Sunday, December 12, 2010

Baskets and Babies

It's that time of year again, folks. The time of year when you put all your pocket change into the little red kettles (because the ringing bells make you feel like they're calling you out if you don't). The time of year when you get phone calls asking you to give to a good cause. The time of year when just about everyone is trying to get their hand into your pocket.

And I'm here to toss my cause into the mix as well. I promise it's a good one. It involves babies. And you love babies, don't you?

Midwife Lilly and my god-daughter

When my friend Ashley found out she was pregnant, she decided that she wanted to give birth in the most natural way possible. So she went out and found the Women's Health and Birth Center in Santa Rosa. They provided her with pre-natal care as well as emotional support to make sure that she was ready, both physically and mentally, to have her baby.

Due to some complications during labor, however, Lilly (her midwife) made the call to have her transfered to the hospital. It was a call that ultimately saved the lives of Ashley and the baby. Lilly even was kind enough to stay with her during the rest of the birth to help out however she could.

But, because Ashley was transfered, the center will not be getting the delivery fees from the state for Sephie's birth. Belly Baskets for Babies is a way for us to give back to the Women's Health and Birth Center for everything they have given us.

My totally sweet flyer.

Please consider buying a Santa Belly Basket this Christmas to help the babies. And you can't help, please send the information along to someone who might be able too.

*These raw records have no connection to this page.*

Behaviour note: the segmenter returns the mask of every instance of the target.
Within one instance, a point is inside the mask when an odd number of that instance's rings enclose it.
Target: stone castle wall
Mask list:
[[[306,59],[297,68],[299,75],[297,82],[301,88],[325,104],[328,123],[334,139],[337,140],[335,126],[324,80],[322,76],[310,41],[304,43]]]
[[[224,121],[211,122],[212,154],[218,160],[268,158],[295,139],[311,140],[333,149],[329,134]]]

15% of every basket sold between now and December 20 will be given to the center. Plus, the Santa Belly Basket is adorable and will last you (seriously) forever. Adding assecories to the basket, like a lid and protector, will increase your total donation!

To order, just go to and type Santa Belly Basket in the search box. Or you can shoot me an email at cjepaul [at] gmail [dot] com and I will take care of you.

Friday, December 10, 2010

Thoughts on a Thrusday

This is my actual journal entry from yesterday:

December 9, 2010
I hate this day.
- Caroline
Pretty much sums it up.

Thursday, December 9, 2010

Korea is a silly place episode 1: Attack of the Recorders

In between the last two classes I teach at my main school, my co-teacher and I go and sit in the music room. It happens to be on the same floor as the 5th graders that we teach and at that point in the morning we are too tired to walk down all the stairs to our office.

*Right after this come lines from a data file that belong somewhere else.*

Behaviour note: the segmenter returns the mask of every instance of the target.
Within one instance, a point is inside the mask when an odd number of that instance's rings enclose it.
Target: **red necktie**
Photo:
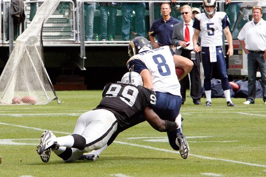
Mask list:
[[[188,26],[189,24],[186,24],[186,29],[185,29],[185,40],[184,41],[187,42],[189,41],[190,41],[190,35],[189,35],[189,30],[188,29]],[[187,46],[188,46],[189,44],[187,44]]]

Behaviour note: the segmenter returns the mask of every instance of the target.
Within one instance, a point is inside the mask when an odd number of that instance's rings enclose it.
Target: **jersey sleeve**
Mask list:
[[[156,32],[156,28],[155,28],[155,23],[156,22],[152,24],[152,26],[149,30],[149,35],[151,35],[153,37],[155,37],[157,34]]]
[[[200,21],[196,17],[198,17],[197,15],[195,16],[194,23],[193,23],[193,26],[192,27],[195,29],[200,30]]]
[[[225,29],[227,26],[230,26],[230,21],[227,15],[225,15],[224,17],[222,19],[222,26],[223,29]]]
[[[104,88],[103,88],[103,90],[102,91],[102,95],[101,95],[101,96],[102,96],[102,98],[104,96],[104,95],[106,93],[106,91],[108,90],[108,89],[109,88],[109,87],[110,87],[110,85],[112,83],[107,83],[104,86]]]
[[[140,73],[143,69],[148,69],[145,63],[138,59],[130,59],[127,63],[127,67],[129,70],[132,70],[132,71],[135,71],[138,73]]]
[[[175,55],[175,54],[174,53],[174,52],[173,50],[173,49],[172,49],[172,48],[169,46],[168,47],[169,47],[169,49],[170,49],[170,52],[171,52],[171,53],[172,53],[172,55],[173,56],[174,55]]]

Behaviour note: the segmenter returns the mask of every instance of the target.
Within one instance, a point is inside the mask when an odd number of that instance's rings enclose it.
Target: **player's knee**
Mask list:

The other day, however, instead of coming in and sitting to stare at the kids who are cleaning up her classroom during the 10 minute passing period (child labor builds character!) we walked in to find the music teacher seated on a piano bench while two students were taking turns smacking her back and shoulders. At first I was completely shocked, but the look on the music teachers face made it pretty clear that she was actually enjoying getting beat on by her students.

My co-teacher later explained to me that she was getting a massage. I guess she had had a rough morning and needed some TLC ...

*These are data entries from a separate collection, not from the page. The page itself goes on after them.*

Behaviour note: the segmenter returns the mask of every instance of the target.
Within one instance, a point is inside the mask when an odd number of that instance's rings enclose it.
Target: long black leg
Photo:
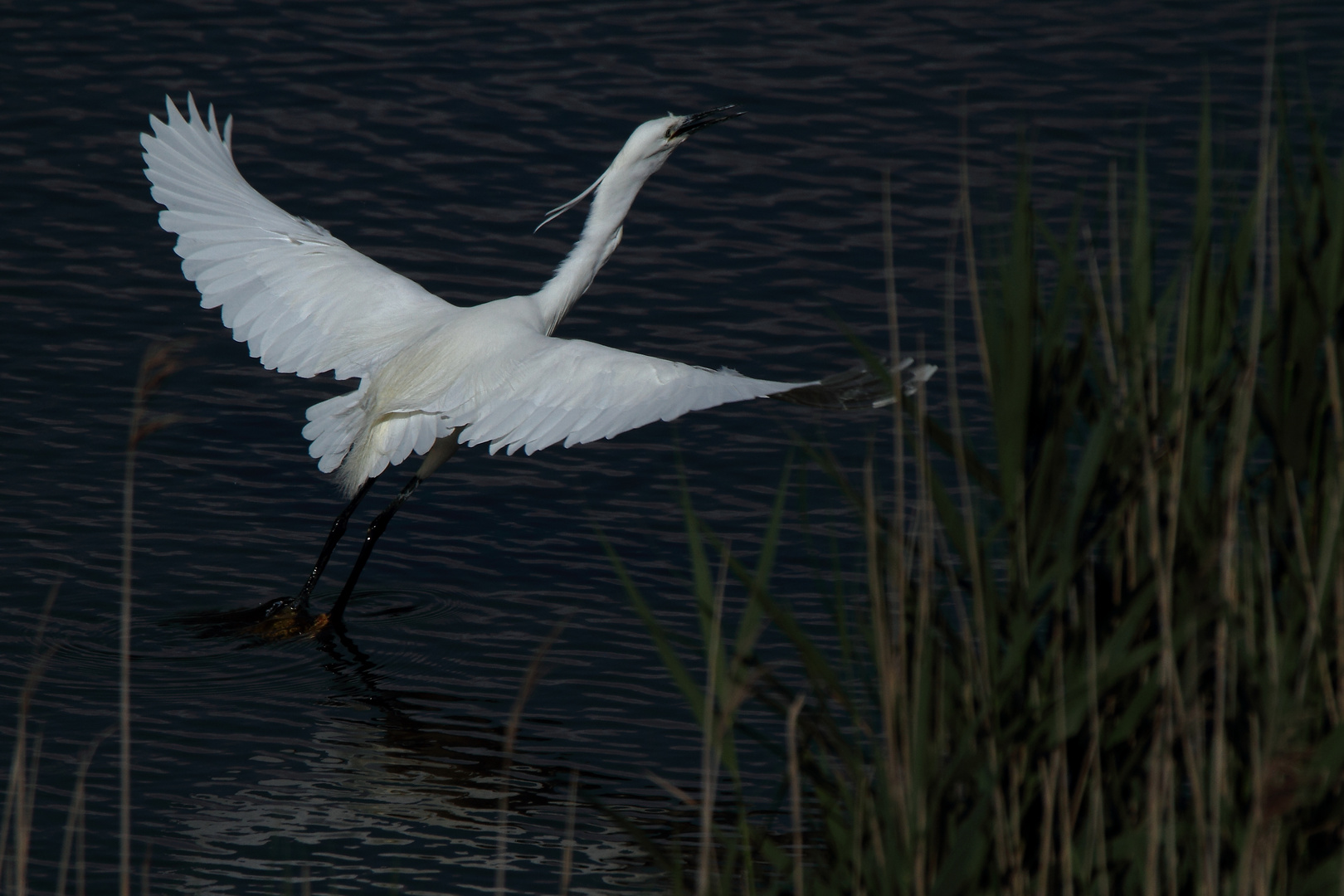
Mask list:
[[[378,544],[378,539],[382,537],[396,510],[406,504],[406,498],[414,494],[415,489],[423,481],[419,474],[413,476],[410,482],[403,485],[402,490],[396,493],[392,502],[383,508],[383,512],[368,524],[368,532],[364,535],[364,547],[359,549],[359,559],[355,560],[355,567],[349,571],[349,578],[345,579],[345,587],[341,588],[340,596],[336,598],[336,603],[332,604],[332,611],[328,614],[332,625],[340,625],[341,617],[345,614],[345,604],[349,603],[349,595],[355,592],[355,583],[359,582],[359,574],[364,571],[364,564],[368,563],[370,555],[374,553],[374,545]]]
[[[317,555],[317,563],[313,564],[313,571],[308,576],[308,582],[304,583],[298,595],[289,602],[289,606],[302,607],[305,610],[308,609],[308,598],[312,596],[313,588],[317,587],[317,580],[323,578],[323,570],[327,568],[327,563],[332,559],[332,551],[336,549],[336,543],[340,541],[343,535],[345,535],[345,527],[349,524],[349,516],[355,512],[355,508],[359,506],[359,502],[364,500],[364,496],[368,494],[368,490],[374,488],[374,482],[376,480],[376,476],[364,480],[364,485],[359,486],[359,492],[355,492],[355,497],[349,500],[345,509],[336,514],[336,520],[332,523],[332,531],[327,536],[327,544],[323,545],[321,553]]]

After about 5 minutes of non-stop back slapping, the boys were clearly tired (smacking your teacher is hard work, yo). They grabbed their books and their recorders and started to head out the door.

But then their eyes locked and they slowly glanced down at the recorders they had in their hands and (I'm not even kidding) both their heads swiveled, horror movie style, back to their teacher, who was still sitting on the piano bench waiting for more of her "massage". They grinned at each other as one of the boys walked over and tapped the music teacher to see how she'd react. When she didn't say anything, both of the boys started to wail on her (and I mean wail) with their recorders.

And she was smiling. She actually looked relaxed.

And that's when I almost fell out of my tiny, Korean desk chair crying from laughter.